Sample Problem: Check for Anagram

 An anagram is a word or phrase made by rearranging the letters of another word or phrase. For example, the words "listen" and "silent" are anagrams of each other because they have the same set of letters, but in a different order.

To check if two given strings are anagrams of each other, we can use two methods:

Method 1: Sorting. We can sort both the strings and check if they are equal. If they are equal, then the strings are anagrams of each other. For example, the strings "abcd" and "bcad" are anagrams of each other because after sorting, they become "abcd" and "abcd", which are equal.

Method 2: Frequency Counting. We can count the frequency of each character in both strings and check if the frequency counts are the same. For example, the strings "aabca" and "acaba" are anagrams of each other because both strings have two "a's", two "b's", and one "c". So, the frequency count of each character in both strings is the same.

The second method is faster than the first method because it has a time complexity of O(N) while the first method has a time complexity of O(N*logN).
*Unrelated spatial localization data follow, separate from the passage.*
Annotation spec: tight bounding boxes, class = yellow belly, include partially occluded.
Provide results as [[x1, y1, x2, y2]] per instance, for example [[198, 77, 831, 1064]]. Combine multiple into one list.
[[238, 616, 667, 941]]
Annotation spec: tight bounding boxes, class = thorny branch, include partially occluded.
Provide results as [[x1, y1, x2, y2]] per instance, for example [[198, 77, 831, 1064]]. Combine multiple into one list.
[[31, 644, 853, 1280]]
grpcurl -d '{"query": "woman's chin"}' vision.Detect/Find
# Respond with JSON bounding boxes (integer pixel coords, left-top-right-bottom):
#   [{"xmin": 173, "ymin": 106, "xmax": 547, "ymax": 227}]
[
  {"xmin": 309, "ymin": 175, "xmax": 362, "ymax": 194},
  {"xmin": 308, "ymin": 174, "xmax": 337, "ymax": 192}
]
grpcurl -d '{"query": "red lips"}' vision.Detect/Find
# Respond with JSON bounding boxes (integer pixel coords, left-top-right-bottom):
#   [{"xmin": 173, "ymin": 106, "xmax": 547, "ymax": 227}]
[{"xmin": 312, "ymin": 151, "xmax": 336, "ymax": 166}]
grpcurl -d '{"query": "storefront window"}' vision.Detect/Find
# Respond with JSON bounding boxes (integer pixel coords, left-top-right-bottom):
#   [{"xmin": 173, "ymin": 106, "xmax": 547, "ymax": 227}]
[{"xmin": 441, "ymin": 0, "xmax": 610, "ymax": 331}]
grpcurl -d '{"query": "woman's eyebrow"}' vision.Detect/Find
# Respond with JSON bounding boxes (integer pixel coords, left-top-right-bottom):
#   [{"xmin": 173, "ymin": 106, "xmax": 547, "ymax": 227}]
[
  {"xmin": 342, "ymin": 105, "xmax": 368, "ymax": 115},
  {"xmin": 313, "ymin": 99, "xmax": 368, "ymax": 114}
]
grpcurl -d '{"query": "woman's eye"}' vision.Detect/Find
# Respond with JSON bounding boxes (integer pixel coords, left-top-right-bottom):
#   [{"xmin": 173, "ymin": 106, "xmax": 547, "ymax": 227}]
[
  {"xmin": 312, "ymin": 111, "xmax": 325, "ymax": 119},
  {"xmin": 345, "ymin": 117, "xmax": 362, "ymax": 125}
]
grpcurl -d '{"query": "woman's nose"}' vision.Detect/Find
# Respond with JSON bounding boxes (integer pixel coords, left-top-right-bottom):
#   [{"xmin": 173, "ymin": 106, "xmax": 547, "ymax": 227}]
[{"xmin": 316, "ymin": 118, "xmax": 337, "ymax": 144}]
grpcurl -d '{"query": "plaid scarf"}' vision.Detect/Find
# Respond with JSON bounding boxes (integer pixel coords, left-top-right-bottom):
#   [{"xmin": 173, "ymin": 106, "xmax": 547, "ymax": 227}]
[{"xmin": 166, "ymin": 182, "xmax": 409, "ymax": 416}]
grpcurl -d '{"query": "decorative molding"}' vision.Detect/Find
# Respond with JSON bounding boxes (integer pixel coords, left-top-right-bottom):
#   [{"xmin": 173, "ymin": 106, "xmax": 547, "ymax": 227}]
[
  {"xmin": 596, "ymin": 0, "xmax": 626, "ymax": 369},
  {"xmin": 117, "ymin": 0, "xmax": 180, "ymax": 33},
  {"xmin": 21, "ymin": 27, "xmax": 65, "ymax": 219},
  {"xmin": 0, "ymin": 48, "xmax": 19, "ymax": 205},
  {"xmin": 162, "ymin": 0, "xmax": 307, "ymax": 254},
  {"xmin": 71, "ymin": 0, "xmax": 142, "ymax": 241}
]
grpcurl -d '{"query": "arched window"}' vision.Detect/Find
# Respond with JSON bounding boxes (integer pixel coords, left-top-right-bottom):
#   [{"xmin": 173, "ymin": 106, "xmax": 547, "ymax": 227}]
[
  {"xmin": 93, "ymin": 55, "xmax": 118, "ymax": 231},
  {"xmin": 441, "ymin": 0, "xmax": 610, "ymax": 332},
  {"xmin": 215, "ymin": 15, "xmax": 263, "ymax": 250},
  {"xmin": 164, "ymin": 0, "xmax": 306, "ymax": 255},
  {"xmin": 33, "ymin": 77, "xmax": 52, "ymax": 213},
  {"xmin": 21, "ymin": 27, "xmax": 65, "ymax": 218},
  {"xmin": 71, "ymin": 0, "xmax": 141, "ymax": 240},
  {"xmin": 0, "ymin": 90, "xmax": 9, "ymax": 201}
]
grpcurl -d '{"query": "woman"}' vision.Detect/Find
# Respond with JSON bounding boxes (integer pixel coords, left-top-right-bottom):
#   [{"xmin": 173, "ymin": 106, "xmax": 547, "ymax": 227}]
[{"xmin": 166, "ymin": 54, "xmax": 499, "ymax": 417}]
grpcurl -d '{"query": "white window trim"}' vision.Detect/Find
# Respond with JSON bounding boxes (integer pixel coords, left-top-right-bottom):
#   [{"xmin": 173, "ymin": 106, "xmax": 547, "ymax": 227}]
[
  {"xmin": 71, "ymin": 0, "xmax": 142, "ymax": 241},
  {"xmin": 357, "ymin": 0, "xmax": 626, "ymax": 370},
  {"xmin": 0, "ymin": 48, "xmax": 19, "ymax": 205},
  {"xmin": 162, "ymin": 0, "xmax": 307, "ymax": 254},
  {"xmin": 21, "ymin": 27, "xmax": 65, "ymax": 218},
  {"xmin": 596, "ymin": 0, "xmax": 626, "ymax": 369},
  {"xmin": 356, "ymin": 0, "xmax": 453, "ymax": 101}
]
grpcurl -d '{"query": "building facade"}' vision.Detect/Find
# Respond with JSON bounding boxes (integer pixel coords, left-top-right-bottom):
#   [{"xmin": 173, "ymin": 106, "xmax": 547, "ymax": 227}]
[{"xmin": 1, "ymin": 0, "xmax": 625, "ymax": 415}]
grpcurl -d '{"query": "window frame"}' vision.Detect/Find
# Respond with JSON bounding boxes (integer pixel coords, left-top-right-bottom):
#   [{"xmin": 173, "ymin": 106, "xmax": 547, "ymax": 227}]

The second method also uses less memory than the first method.

Here's the implementation of the second method in Java:

java
import java.util.*;

class AnagramChecker {
    
    static final int CHARACTERS = 256;
    
    static boolean areAnagrams(String s1, String s2)
    {
        if(s1.length() != s2.length())
            return false;
            
        int[] count = new int[CHARACTERS];
        
        for(int i=0; i<s1.length(); i++)
        {
            count[s1.charAt(i)]++;
            count[s2.charAt(i)]--;
        }
        
        for(int i=0; i<CHARACTERS; i++)
        {
            if(count[i] != 0)
                return false;
        }
        
        return true;
    }
    
    public static void main(String[] args)
    {
        String s1 = "aabca";
        String s2 = "acaba";
        
        if(areAnagrams(s1, s2))
            System.out.println("The strings are anagrams of each other.");
        else
            System.out.println("The strings are not anagrams of each other.");
    }
}

In this implementation, we first check if the lengths of both strings are equal. If they are not equal, then we return false because two strings with different lengths cannot be anagrams of each other.

We then create an array called count to store the frequency count of each character in both strings. We initialize all values in the count array as 0.

We then iterate through each character in both strings and increment the count of characters in the corresponding count array for the first string and decrement the count of characters in the count array for the second string.

Finally, we iterate through the count array and check if all values in the count array are 0. If all values are 0, then both strings are anagrams of each other and we return true. Otherwise, we return false.